The EV invasion is in full swing, but do the impacts of supplying the huge amounts of cobalt, manganese and lithium needed for batteries threaten to make the mass switch an environmental and ethical own goal?
Lithium ion batteries are highly complex things, explains David Greenwood, advanced propulsion systems expert at the Warwick Manufacturing Group: “An EV battery is a mix of materials; some are conventional engineering materials, like steel and aluminium, and others are active materials, the electrochemical components.”
An anode (the negative electrode) is usually made from graphite with additives such as silicon. Graphite can be natural (mined and refined) or synthetic.
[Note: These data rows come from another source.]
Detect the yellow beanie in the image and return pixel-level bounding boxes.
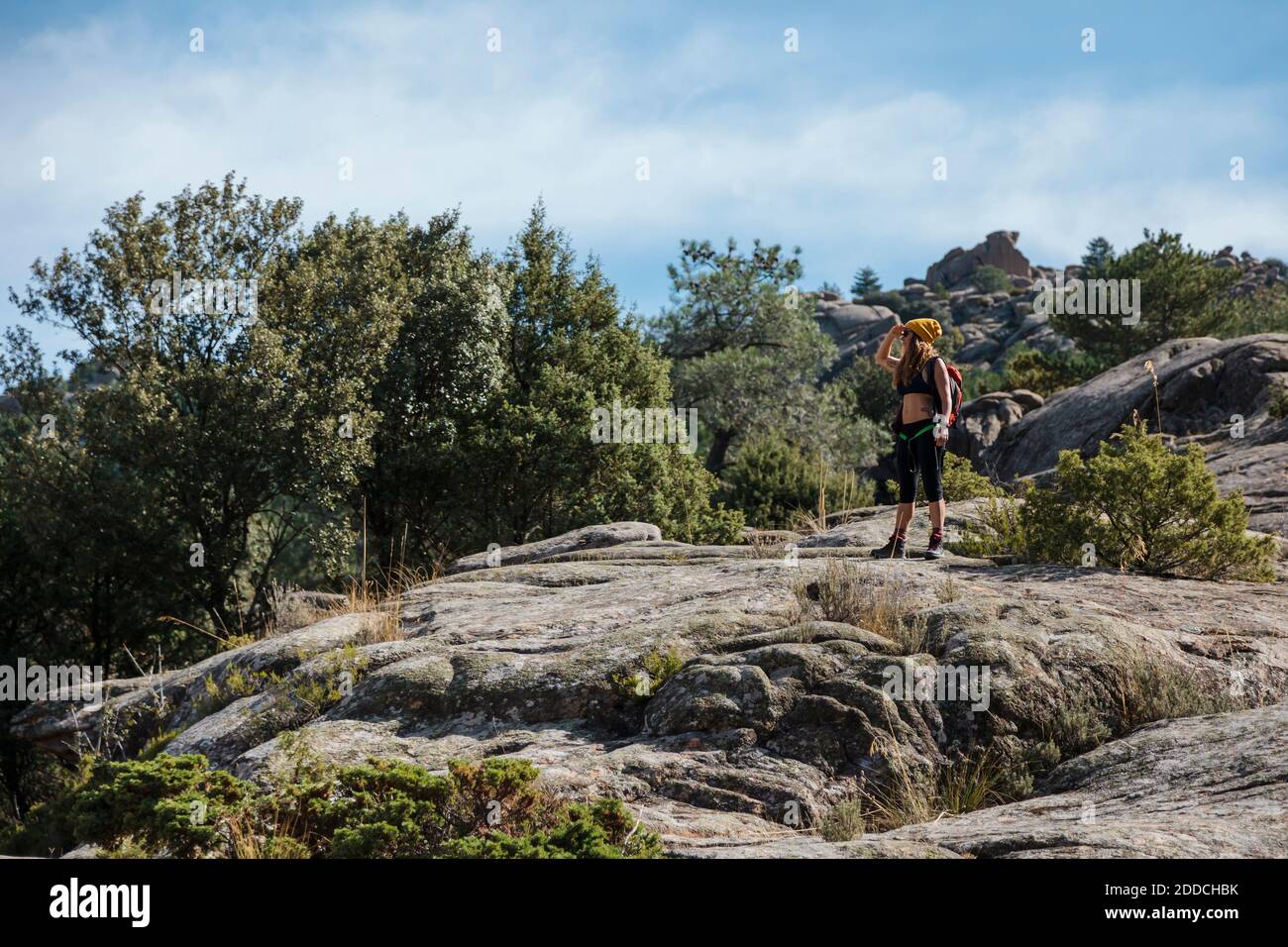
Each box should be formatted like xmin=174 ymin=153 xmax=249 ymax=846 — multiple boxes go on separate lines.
xmin=906 ymin=320 xmax=944 ymax=346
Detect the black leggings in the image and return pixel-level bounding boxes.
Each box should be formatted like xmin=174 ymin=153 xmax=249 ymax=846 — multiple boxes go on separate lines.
xmin=894 ymin=421 xmax=944 ymax=502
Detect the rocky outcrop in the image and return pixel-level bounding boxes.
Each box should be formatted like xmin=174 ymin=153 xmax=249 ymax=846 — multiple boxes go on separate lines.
xmin=814 ymin=301 xmax=898 ymax=368
xmin=963 ymin=334 xmax=1288 ymax=536
xmin=16 ymin=523 xmax=1288 ymax=857
xmin=948 ymin=388 xmax=1042 ymax=466
xmin=688 ymin=703 xmax=1288 ymax=858
xmin=926 ymin=231 xmax=1034 ymax=290
xmin=447 ymin=523 xmax=662 ymax=574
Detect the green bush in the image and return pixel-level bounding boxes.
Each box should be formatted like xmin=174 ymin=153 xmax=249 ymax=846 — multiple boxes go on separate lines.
xmin=942 ymin=454 xmax=1002 ymax=502
xmin=1051 ymin=230 xmax=1239 ymax=365
xmin=69 ymin=755 xmax=254 ymax=857
xmin=720 ymin=433 xmax=875 ymax=528
xmin=957 ymin=423 xmax=1276 ymax=581
xmin=4 ymin=747 xmax=661 ymax=858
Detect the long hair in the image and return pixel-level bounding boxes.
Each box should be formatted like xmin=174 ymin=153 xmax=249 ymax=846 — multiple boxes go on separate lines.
xmin=896 ymin=333 xmax=935 ymax=384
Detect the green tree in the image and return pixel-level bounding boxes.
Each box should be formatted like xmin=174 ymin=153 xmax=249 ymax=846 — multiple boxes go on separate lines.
xmin=720 ymin=432 xmax=875 ymax=528
xmin=653 ymin=240 xmax=836 ymax=473
xmin=10 ymin=175 xmax=406 ymax=633
xmin=850 ymin=266 xmax=881 ymax=297
xmin=429 ymin=204 xmax=741 ymax=552
xmin=1051 ymin=230 xmax=1239 ymax=366
xmin=1082 ymin=237 xmax=1115 ymax=279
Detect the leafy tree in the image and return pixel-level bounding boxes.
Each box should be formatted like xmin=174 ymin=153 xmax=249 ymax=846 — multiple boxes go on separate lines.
xmin=850 ymin=266 xmax=881 ymax=297
xmin=12 ymin=175 xmax=404 ymax=631
xmin=653 ymin=240 xmax=836 ymax=473
xmin=1082 ymin=237 xmax=1115 ymax=279
xmin=832 ymin=356 xmax=901 ymax=429
xmin=721 ymin=432 xmax=875 ymax=528
xmin=970 ymin=265 xmax=1012 ymax=292
xmin=360 ymin=211 xmax=509 ymax=563
xmin=422 ymin=204 xmax=741 ymax=552
xmin=1051 ymin=230 xmax=1239 ymax=365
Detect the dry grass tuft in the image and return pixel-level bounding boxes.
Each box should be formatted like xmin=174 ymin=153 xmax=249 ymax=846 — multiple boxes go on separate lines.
xmin=794 ymin=559 xmax=926 ymax=655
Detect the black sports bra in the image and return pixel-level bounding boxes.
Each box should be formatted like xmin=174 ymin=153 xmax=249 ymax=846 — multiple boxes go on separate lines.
xmin=898 ymin=356 xmax=939 ymax=398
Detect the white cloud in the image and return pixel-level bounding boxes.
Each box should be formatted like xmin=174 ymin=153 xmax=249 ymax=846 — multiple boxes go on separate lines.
xmin=0 ymin=0 xmax=1288 ymax=350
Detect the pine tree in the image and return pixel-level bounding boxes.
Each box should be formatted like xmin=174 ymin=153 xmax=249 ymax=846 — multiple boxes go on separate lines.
xmin=850 ymin=266 xmax=881 ymax=299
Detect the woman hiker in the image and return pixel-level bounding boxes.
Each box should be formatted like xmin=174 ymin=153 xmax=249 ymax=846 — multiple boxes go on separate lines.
xmin=872 ymin=320 xmax=952 ymax=559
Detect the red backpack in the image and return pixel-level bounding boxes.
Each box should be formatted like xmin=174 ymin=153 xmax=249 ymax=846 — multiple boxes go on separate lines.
xmin=935 ymin=359 xmax=962 ymax=428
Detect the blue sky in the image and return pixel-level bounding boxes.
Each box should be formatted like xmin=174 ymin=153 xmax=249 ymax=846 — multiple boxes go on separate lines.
xmin=0 ymin=0 xmax=1288 ymax=363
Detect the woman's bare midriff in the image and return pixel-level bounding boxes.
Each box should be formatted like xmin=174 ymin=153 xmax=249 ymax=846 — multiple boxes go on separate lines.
xmin=899 ymin=394 xmax=935 ymax=424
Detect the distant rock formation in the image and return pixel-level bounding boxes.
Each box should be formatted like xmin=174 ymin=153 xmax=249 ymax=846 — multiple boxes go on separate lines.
xmin=926 ymin=231 xmax=1034 ymax=290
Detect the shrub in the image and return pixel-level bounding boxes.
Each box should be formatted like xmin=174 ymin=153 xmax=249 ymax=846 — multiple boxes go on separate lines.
xmin=613 ymin=648 xmax=684 ymax=697
xmin=1021 ymin=423 xmax=1275 ymax=581
xmin=1267 ymin=386 xmax=1288 ymax=420
xmin=953 ymin=421 xmax=1276 ymax=582
xmin=942 ymin=454 xmax=1002 ymax=502
xmin=71 ymin=755 xmax=254 ymax=857
xmin=832 ymin=359 xmax=899 ymax=428
xmin=5 ymin=743 xmax=661 ymax=858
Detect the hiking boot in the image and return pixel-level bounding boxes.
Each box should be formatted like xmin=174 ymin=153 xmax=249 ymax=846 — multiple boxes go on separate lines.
xmin=871 ymin=536 xmax=909 ymax=559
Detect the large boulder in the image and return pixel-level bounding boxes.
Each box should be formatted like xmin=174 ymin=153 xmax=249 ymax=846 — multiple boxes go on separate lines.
xmin=948 ymin=388 xmax=1043 ymax=464
xmin=975 ymin=334 xmax=1288 ymax=535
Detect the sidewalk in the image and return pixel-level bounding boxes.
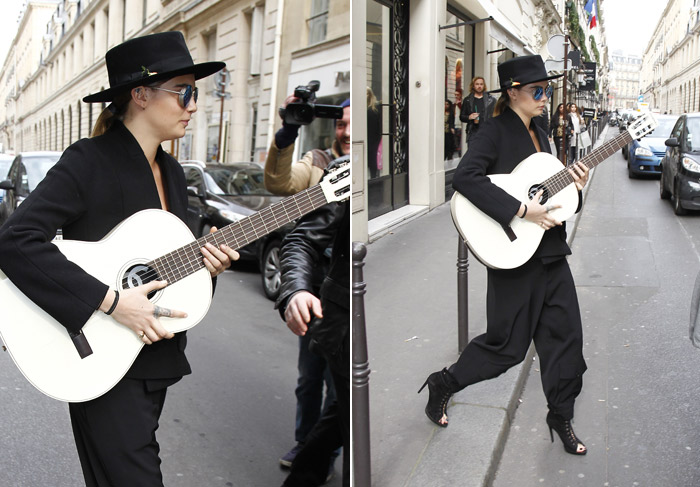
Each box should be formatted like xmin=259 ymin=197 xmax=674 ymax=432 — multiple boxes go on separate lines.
xmin=363 ymin=129 xmax=607 ymax=487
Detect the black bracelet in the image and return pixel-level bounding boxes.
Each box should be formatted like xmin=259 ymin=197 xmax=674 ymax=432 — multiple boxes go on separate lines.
xmin=105 ymin=289 xmax=119 ymax=315
xmin=516 ymin=205 xmax=527 ymax=220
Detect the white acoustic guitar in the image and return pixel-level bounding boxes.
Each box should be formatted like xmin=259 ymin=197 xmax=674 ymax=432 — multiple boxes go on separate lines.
xmin=0 ymin=164 xmax=350 ymax=402
xmin=451 ymin=113 xmax=658 ymax=269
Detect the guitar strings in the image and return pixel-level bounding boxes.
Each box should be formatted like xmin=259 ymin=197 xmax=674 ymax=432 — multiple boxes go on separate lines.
xmin=122 ymin=186 xmax=327 ymax=288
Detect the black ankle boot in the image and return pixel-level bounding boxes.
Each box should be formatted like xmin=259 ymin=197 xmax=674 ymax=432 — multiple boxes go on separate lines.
xmin=418 ymin=369 xmax=459 ymax=428
xmin=547 ymin=411 xmax=588 ymax=455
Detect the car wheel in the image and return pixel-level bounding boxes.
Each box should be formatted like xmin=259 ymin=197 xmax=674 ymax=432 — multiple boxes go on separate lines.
xmin=260 ymin=240 xmax=282 ymax=301
xmin=673 ymin=183 xmax=688 ymax=216
xmin=659 ymin=169 xmax=671 ymax=200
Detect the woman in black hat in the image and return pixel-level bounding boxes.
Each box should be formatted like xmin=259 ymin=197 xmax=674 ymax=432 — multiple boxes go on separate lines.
xmin=418 ymin=55 xmax=588 ymax=455
xmin=0 ymin=32 xmax=238 ymax=487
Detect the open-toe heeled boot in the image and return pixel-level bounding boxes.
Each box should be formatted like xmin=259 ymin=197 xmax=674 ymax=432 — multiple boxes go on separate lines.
xmin=547 ymin=411 xmax=588 ymax=455
xmin=418 ymin=369 xmax=459 ymax=428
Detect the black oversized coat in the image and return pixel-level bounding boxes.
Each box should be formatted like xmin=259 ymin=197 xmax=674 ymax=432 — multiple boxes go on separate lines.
xmin=452 ymin=108 xmax=580 ymax=260
xmin=0 ymin=122 xmax=190 ymax=379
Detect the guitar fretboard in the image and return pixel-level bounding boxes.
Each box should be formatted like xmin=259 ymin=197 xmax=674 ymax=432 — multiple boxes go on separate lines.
xmin=542 ymin=130 xmax=632 ymax=198
xmin=146 ymin=185 xmax=328 ymax=285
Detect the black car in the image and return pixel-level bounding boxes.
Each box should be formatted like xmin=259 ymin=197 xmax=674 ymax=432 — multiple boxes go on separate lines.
xmin=659 ymin=113 xmax=700 ymax=215
xmin=0 ymin=151 xmax=61 ymax=225
xmin=182 ymin=161 xmax=294 ymax=300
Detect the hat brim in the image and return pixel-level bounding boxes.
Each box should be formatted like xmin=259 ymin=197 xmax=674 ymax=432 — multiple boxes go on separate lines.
xmin=487 ymin=73 xmax=564 ymax=93
xmin=83 ymin=61 xmax=226 ymax=103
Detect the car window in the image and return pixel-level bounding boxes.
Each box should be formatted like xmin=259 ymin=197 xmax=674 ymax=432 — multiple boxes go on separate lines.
xmin=647 ymin=118 xmax=676 ymax=138
xmin=19 ymin=156 xmax=59 ymax=195
xmin=185 ymin=167 xmax=202 ymax=188
xmin=206 ymin=167 xmax=270 ymax=196
xmin=685 ymin=118 xmax=700 ymax=152
xmin=0 ymin=161 xmax=12 ymax=181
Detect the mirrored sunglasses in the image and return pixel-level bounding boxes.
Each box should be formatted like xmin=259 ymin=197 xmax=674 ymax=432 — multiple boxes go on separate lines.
xmin=151 ymin=85 xmax=199 ymax=108
xmin=531 ymin=85 xmax=554 ymax=101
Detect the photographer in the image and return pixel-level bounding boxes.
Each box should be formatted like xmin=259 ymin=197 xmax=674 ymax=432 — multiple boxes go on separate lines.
xmin=265 ymin=88 xmax=350 ymax=475
xmin=265 ymin=95 xmax=350 ymax=196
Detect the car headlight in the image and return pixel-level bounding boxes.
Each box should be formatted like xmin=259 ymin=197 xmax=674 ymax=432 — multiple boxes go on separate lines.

The most expensive material in the battery is for the cathode (the positive electrode), at about a third of the cost of the entire battery.
“The materials used vary: some are better for long-range vehicles, others are better for cheap, short-range vehicles and then there are some in between,” says Greenwood.
“The dominant chemistries are nickel-cobalt-aluminium [NCA] and nickel-cobalt-manganese [NMC].
“Nickel isn’t a major supply problem: it’s already produced in huge quantities for the engineering industry and is used in stainless steel and many other things. Cobalt is the problem child. Most of it comes from the Democratic Republic of the Congo [DRC]. About 70% comes from large corporate mining companies that operate to the worldwide standards but about 30% from small, informal mines which aren’t well regulated, and there are humanitarian concerns.”
The amount of cobalt is being reduced, though. An NMC battery might once have contained six parts nickel, two parts cobalt and two parts manganese (a formula known as 622). Today, the state-of-the-art battery halves the amount of cobalt and manganese to nine parts nickel, a half part cobalt and a half part manganese (known as 811 or 955).
Batteries containing cobalt are typically used in long-range or high-performance vehicles and, until recently, in low-end and mid-range vehicles as well. Now a second category has emerged, the lithium iron phosphate (LFP) battery. It’s lower-capacity and less efficient than NMC but contains no nickel or cobalt. ‘Doping’ it with manganese to produce an LMFP battery improves the performance.